In phase 1 a study was conducted to test the YFS expanded choice model, designed to address supply, demand (through peer counsellor refresher training), supportive supervision in 10 intervention and 10 non-intervention units. Results of the pilot study showed that train- ing YFS providers resulted in higher LARCs uptake. In phase 2, the model was scaled up to 105 YFS units. ([A]ddressing systemic health systems challenges, including staff turnover and absences, poor quality of care, commodity security issues, and data quality problems were not components of the tested model or its scale-up.) In phase 3, three systematic scale-up frameworks ("ExpandNet’s Nine Steps for Developing a Scaling-up Strategy,...the Com-plex Adaptive Systems (CAS)/Paina and Peters Framework,...and the AIDED/Perez-Escamilla Framework...") were used in an exploratory study to understand the scale up experience. The study included 56 interviews of partner implementers and analysed data from registers of 8 health centres. Specific recommendations from the findings, in brief, include the following:

  • Stakeholder Engagement: Stakeholder engagement, through technical working groups, should a platform for technical deliberations that are "continuous and occur before, during, and after testing and scale-up... to ensure a common understanding of challenges, lessons learned, and promote adequate resource allocations."

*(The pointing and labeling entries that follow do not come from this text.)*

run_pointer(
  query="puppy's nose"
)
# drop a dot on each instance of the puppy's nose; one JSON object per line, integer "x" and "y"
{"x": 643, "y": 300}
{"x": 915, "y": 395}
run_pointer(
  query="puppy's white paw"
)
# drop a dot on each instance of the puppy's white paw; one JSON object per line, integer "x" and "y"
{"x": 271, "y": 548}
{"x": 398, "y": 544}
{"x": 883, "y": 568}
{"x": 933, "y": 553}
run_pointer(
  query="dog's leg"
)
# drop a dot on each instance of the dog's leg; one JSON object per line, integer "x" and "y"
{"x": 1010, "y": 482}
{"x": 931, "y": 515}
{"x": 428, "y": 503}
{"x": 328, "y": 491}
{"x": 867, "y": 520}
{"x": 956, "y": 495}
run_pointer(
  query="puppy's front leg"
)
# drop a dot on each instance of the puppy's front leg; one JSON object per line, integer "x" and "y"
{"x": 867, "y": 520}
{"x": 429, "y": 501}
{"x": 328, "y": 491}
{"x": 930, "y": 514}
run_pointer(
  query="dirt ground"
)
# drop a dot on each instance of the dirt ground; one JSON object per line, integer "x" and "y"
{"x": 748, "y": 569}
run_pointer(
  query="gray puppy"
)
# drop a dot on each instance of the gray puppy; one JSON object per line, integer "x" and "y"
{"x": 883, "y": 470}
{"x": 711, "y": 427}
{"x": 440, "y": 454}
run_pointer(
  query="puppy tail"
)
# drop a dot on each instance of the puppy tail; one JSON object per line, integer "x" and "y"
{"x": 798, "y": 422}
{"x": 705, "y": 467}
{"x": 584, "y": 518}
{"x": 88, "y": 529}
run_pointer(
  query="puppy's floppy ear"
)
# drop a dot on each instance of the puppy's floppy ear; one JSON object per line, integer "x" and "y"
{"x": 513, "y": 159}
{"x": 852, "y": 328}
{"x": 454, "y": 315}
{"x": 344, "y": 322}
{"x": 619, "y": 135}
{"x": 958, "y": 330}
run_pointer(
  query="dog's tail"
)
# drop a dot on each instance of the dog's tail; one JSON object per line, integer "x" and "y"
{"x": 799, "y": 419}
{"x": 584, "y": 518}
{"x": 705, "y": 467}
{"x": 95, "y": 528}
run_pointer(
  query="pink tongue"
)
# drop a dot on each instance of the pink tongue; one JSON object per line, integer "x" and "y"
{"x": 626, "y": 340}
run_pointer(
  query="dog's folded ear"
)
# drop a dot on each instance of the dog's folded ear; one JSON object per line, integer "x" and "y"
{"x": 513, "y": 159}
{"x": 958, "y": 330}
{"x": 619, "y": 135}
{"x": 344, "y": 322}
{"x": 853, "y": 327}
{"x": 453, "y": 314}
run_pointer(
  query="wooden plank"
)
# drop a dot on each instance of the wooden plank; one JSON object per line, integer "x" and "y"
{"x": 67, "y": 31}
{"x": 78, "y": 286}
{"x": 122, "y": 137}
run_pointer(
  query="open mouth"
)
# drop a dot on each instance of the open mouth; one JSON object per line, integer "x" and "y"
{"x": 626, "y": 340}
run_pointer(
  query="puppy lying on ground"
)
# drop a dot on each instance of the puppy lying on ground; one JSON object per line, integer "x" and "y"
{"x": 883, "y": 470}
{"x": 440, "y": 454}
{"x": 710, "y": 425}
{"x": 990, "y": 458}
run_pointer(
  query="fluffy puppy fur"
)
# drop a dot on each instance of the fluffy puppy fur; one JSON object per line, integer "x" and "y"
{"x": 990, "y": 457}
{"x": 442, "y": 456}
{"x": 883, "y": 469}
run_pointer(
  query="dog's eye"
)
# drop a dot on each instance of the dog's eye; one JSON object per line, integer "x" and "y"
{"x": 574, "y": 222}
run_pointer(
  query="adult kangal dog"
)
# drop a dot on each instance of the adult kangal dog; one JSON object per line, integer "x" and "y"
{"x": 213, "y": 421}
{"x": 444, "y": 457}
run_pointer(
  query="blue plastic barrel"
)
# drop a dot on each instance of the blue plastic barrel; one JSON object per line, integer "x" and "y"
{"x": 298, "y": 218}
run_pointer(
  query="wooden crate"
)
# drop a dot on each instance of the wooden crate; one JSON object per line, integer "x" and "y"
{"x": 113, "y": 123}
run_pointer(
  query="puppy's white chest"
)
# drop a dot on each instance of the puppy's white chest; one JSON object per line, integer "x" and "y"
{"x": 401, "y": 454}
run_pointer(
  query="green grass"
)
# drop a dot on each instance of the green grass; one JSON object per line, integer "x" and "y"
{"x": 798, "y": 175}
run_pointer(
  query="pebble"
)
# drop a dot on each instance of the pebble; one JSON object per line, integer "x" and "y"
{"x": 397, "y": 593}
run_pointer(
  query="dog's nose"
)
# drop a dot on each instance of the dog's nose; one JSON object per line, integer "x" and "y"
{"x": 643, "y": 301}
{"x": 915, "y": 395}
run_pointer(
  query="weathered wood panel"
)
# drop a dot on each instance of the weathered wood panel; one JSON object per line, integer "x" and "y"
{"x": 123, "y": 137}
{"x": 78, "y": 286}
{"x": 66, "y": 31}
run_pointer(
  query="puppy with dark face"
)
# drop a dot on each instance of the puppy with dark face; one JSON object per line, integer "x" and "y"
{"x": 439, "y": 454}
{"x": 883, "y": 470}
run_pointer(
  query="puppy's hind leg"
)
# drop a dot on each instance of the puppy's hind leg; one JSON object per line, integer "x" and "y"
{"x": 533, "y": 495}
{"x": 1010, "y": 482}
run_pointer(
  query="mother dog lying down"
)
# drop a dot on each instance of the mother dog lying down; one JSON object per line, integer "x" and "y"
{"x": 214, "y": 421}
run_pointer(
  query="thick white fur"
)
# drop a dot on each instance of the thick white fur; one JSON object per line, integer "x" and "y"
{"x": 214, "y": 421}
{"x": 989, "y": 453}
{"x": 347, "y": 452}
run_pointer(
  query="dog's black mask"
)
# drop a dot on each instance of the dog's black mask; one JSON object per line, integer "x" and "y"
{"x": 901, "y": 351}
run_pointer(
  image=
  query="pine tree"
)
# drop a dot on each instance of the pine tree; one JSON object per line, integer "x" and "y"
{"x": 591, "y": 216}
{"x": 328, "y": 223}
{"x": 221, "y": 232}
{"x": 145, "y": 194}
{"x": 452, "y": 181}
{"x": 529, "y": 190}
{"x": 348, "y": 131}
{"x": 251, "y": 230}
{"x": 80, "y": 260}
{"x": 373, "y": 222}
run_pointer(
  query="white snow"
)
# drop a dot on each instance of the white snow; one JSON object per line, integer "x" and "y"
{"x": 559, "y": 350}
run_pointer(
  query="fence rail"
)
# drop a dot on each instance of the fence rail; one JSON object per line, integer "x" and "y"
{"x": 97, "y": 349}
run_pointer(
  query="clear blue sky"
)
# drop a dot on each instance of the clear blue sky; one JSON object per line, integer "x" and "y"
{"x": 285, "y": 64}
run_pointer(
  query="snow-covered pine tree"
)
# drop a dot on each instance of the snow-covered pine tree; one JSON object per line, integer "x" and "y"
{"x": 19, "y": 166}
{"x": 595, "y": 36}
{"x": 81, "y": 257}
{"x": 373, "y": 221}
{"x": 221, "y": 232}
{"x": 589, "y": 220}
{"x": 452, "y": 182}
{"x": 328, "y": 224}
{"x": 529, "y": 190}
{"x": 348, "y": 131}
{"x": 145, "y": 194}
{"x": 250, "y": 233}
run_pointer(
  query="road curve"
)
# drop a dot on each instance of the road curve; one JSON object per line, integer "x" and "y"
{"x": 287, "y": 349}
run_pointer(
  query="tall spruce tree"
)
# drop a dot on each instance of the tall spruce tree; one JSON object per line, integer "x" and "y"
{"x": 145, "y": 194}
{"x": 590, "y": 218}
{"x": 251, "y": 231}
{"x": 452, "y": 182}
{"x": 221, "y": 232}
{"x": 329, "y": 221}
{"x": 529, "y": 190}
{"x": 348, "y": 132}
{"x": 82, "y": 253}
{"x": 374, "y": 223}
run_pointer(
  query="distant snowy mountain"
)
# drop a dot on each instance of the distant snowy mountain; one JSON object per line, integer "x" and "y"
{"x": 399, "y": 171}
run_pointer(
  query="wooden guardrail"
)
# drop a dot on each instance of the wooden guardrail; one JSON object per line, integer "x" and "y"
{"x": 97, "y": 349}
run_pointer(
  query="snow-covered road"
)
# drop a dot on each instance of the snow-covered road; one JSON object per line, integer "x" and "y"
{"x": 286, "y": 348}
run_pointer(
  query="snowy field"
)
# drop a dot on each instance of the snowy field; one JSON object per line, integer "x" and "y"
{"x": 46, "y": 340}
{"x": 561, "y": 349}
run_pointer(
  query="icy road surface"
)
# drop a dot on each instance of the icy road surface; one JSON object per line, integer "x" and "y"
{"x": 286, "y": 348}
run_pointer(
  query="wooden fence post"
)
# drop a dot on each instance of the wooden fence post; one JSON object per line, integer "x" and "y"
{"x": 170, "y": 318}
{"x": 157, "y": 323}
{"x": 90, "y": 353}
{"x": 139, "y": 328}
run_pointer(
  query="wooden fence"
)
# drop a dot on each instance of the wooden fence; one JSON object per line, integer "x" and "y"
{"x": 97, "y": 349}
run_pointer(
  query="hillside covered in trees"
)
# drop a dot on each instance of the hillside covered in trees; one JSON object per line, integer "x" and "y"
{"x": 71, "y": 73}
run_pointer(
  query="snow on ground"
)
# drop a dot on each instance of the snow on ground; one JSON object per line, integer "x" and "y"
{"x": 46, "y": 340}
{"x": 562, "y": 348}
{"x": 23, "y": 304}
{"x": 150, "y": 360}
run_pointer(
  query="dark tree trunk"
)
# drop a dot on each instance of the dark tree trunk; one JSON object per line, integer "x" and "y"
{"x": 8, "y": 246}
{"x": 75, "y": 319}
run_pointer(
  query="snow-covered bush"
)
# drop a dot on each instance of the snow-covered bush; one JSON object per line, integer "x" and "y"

  • Roles and Responsibilities: "Ensure mutual understanding of roles and responsibilities and conflict-resolution processes ...."
  • Supportive Policy Environment: Service-delivery protocols should be disseminated to all service providers and senior technical staff at health centres and higher administrative levels..."so that managers ensure the use of guidelines and protocols... and ensure application of emerging evidence-based practices. The FMOH should update the strategy periodically "to ensure application of newly emerging evidence-based practices and/or new technology."

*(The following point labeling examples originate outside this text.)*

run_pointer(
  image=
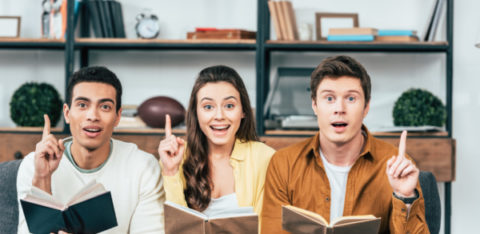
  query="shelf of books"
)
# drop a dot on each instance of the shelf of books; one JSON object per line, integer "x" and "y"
{"x": 31, "y": 43}
{"x": 371, "y": 46}
{"x": 147, "y": 131}
{"x": 28, "y": 130}
{"x": 192, "y": 44}
{"x": 432, "y": 134}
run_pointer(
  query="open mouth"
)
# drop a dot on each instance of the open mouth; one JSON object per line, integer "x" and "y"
{"x": 93, "y": 130}
{"x": 339, "y": 124}
{"x": 220, "y": 127}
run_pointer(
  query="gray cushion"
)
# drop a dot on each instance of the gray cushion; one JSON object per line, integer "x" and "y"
{"x": 432, "y": 201}
{"x": 8, "y": 196}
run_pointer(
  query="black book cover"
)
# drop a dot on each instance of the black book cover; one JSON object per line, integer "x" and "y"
{"x": 93, "y": 12}
{"x": 91, "y": 216}
{"x": 101, "y": 16}
{"x": 107, "y": 17}
{"x": 117, "y": 19}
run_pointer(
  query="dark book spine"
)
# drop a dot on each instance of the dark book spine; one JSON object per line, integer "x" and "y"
{"x": 119, "y": 29}
{"x": 84, "y": 19}
{"x": 101, "y": 16}
{"x": 94, "y": 14}
{"x": 107, "y": 18}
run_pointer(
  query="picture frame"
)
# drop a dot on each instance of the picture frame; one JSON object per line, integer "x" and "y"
{"x": 325, "y": 21}
{"x": 10, "y": 26}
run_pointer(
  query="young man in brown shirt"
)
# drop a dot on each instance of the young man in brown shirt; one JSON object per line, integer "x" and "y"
{"x": 343, "y": 170}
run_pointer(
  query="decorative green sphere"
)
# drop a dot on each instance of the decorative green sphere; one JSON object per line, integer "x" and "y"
{"x": 418, "y": 107}
{"x": 31, "y": 101}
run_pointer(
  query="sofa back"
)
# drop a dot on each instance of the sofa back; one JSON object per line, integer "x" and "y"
{"x": 8, "y": 196}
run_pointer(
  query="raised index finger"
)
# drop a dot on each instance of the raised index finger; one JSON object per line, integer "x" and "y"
{"x": 403, "y": 144}
{"x": 168, "y": 126}
{"x": 46, "y": 127}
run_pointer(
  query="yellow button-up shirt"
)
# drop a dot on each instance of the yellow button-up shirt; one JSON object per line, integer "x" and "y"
{"x": 249, "y": 161}
{"x": 296, "y": 176}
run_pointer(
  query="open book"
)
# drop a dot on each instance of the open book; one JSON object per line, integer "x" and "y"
{"x": 89, "y": 211}
{"x": 180, "y": 219}
{"x": 298, "y": 220}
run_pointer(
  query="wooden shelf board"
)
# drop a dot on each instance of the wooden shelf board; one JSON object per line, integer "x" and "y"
{"x": 423, "y": 43}
{"x": 161, "y": 41}
{"x": 31, "y": 40}
{"x": 147, "y": 131}
{"x": 29, "y": 129}
{"x": 381, "y": 134}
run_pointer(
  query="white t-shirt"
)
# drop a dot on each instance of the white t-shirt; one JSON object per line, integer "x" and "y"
{"x": 337, "y": 177}
{"x": 132, "y": 176}
{"x": 226, "y": 206}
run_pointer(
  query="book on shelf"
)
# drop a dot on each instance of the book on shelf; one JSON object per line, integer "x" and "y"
{"x": 396, "y": 32}
{"x": 183, "y": 220}
{"x": 282, "y": 20}
{"x": 352, "y": 31}
{"x": 274, "y": 14}
{"x": 89, "y": 211}
{"x": 298, "y": 220}
{"x": 221, "y": 34}
{"x": 54, "y": 19}
{"x": 397, "y": 38}
{"x": 290, "y": 21}
{"x": 105, "y": 18}
{"x": 350, "y": 37}
{"x": 434, "y": 19}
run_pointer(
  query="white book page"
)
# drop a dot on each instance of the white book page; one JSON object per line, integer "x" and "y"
{"x": 186, "y": 209}
{"x": 237, "y": 212}
{"x": 44, "y": 202}
{"x": 351, "y": 219}
{"x": 91, "y": 190}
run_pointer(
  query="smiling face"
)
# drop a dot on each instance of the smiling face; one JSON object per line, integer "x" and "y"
{"x": 340, "y": 109}
{"x": 219, "y": 112}
{"x": 92, "y": 115}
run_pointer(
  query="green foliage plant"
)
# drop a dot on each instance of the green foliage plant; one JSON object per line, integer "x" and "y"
{"x": 418, "y": 107}
{"x": 31, "y": 100}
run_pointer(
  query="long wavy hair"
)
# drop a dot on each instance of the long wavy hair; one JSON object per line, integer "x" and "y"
{"x": 196, "y": 168}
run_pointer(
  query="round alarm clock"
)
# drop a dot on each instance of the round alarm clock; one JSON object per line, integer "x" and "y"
{"x": 147, "y": 26}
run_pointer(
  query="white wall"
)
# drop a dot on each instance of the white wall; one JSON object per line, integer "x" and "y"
{"x": 149, "y": 73}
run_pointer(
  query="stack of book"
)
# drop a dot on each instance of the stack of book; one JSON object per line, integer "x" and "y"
{"x": 214, "y": 33}
{"x": 351, "y": 34}
{"x": 106, "y": 18}
{"x": 283, "y": 17}
{"x": 397, "y": 35}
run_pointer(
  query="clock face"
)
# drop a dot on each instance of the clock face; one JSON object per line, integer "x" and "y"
{"x": 148, "y": 28}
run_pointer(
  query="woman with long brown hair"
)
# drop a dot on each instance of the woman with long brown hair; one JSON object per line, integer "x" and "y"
{"x": 223, "y": 166}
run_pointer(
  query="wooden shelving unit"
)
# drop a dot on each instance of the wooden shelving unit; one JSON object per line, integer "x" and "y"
{"x": 31, "y": 43}
{"x": 434, "y": 151}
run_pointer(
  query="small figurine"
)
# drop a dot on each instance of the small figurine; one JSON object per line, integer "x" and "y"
{"x": 147, "y": 26}
{"x": 52, "y": 26}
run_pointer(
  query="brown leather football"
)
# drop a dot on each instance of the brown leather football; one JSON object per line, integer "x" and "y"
{"x": 153, "y": 111}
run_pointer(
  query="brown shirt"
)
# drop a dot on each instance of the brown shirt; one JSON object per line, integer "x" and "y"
{"x": 296, "y": 176}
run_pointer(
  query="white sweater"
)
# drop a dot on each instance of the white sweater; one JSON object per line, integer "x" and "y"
{"x": 133, "y": 177}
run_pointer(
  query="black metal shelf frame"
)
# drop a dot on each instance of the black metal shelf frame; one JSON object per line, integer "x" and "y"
{"x": 31, "y": 45}
{"x": 263, "y": 54}
{"x": 264, "y": 51}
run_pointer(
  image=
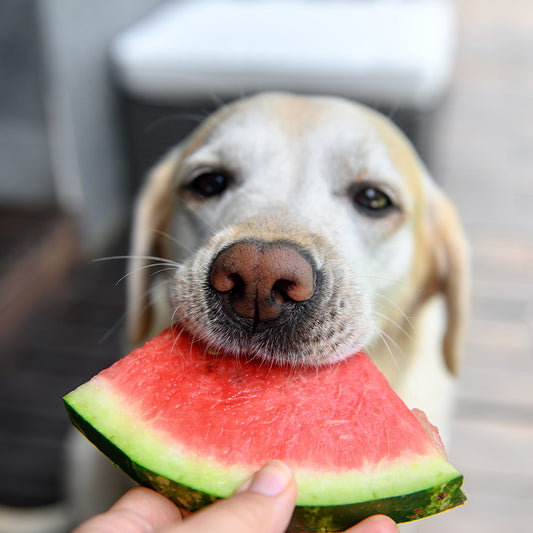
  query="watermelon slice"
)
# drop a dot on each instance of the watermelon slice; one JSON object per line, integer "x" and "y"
{"x": 194, "y": 425}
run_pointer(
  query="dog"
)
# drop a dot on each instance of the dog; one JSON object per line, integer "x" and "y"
{"x": 300, "y": 230}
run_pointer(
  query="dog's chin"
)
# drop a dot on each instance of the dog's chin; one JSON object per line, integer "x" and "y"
{"x": 276, "y": 345}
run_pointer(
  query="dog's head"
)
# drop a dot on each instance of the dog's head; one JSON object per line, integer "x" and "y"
{"x": 302, "y": 229}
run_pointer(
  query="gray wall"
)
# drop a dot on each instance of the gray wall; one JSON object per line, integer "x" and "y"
{"x": 25, "y": 176}
{"x": 59, "y": 141}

  • Mobilising Financial Resources: “The FMOH and RHB should ensure that funding allocations are appropriately adjusted to address young persons’ FP/RH needs... and strengthen health centers’ administrative boards" to implement the updated health financing reform law that allows health centres to generate and use their own funds. The FMOH and RHB should ensure "that investments in youth include resource allocation for youth- friendly FP/RH provision of contraceptive methods. YFS units and YFS-trained providers need to offer an expanded method choice, including LARCs, to young people in a private, confidential, and respectful environment...." In addition, "socioeconomic investments in education, employment, and health must also be made that support youth development."

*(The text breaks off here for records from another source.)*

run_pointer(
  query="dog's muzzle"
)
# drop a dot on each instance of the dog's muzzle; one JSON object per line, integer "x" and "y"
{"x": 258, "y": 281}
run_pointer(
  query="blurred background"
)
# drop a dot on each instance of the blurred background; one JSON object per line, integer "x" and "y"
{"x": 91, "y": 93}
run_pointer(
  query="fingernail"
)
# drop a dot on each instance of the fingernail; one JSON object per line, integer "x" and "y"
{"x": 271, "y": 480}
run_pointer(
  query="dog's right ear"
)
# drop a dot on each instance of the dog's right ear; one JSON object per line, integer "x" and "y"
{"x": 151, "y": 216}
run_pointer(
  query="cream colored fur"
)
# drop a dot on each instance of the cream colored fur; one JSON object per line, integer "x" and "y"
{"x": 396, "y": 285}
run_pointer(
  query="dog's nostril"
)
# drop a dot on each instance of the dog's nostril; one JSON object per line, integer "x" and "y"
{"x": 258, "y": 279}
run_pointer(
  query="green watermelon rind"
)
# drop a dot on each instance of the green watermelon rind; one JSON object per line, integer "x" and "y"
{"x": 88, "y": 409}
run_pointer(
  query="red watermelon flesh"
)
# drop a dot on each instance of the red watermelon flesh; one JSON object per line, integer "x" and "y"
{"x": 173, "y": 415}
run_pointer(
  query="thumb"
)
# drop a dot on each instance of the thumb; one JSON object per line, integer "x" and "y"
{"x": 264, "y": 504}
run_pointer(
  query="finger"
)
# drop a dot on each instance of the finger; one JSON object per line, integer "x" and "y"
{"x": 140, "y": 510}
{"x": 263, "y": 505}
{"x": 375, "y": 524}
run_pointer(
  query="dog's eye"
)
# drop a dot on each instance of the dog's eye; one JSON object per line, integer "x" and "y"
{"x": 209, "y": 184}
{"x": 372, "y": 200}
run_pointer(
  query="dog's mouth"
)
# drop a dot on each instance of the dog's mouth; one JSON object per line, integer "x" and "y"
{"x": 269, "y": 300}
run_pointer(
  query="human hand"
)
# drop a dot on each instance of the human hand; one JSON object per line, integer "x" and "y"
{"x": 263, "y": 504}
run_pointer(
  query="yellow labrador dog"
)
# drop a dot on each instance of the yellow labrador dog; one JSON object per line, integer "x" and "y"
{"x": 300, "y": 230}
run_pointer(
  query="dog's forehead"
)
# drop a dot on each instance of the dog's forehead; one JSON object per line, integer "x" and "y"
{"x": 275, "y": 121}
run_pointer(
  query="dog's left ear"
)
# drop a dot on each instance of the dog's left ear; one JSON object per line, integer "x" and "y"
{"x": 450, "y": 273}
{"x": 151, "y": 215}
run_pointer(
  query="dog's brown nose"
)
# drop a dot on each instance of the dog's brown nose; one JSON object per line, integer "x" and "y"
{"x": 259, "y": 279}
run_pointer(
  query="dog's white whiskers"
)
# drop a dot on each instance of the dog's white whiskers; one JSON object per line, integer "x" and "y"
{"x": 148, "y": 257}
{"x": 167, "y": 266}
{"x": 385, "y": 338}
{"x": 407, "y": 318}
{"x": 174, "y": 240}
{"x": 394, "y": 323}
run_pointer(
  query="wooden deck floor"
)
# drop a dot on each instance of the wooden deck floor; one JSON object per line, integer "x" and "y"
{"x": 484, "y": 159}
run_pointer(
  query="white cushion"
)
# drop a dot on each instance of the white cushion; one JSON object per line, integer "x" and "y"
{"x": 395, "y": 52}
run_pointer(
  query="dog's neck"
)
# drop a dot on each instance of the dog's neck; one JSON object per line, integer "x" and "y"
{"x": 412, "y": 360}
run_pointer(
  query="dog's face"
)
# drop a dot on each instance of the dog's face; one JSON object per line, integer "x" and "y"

  • Quality of  Voluntary FP Services (Counseling and Service Provision): "Concerted efforts must be made to ensure that the four inter-linked factors (i.e., competent and available providers, separate space, commodity security and supportive supervision with timely feedback) that directly impact quality of FP counseling and service provision are addressed. The RHBs, zones, woredas, and health centers must be tasked with resolving lingering quality of care issues through strengthened supportive supervision, training, and commodity security."
  • Data Availability and Use: "Continued and sustained advocacy and dialogue with FMOH, development partners, and stakeholders will be important to revising the HMIS reporting format to include age-disaggregated data on FP uptake and accelerating the implementation of the revised system."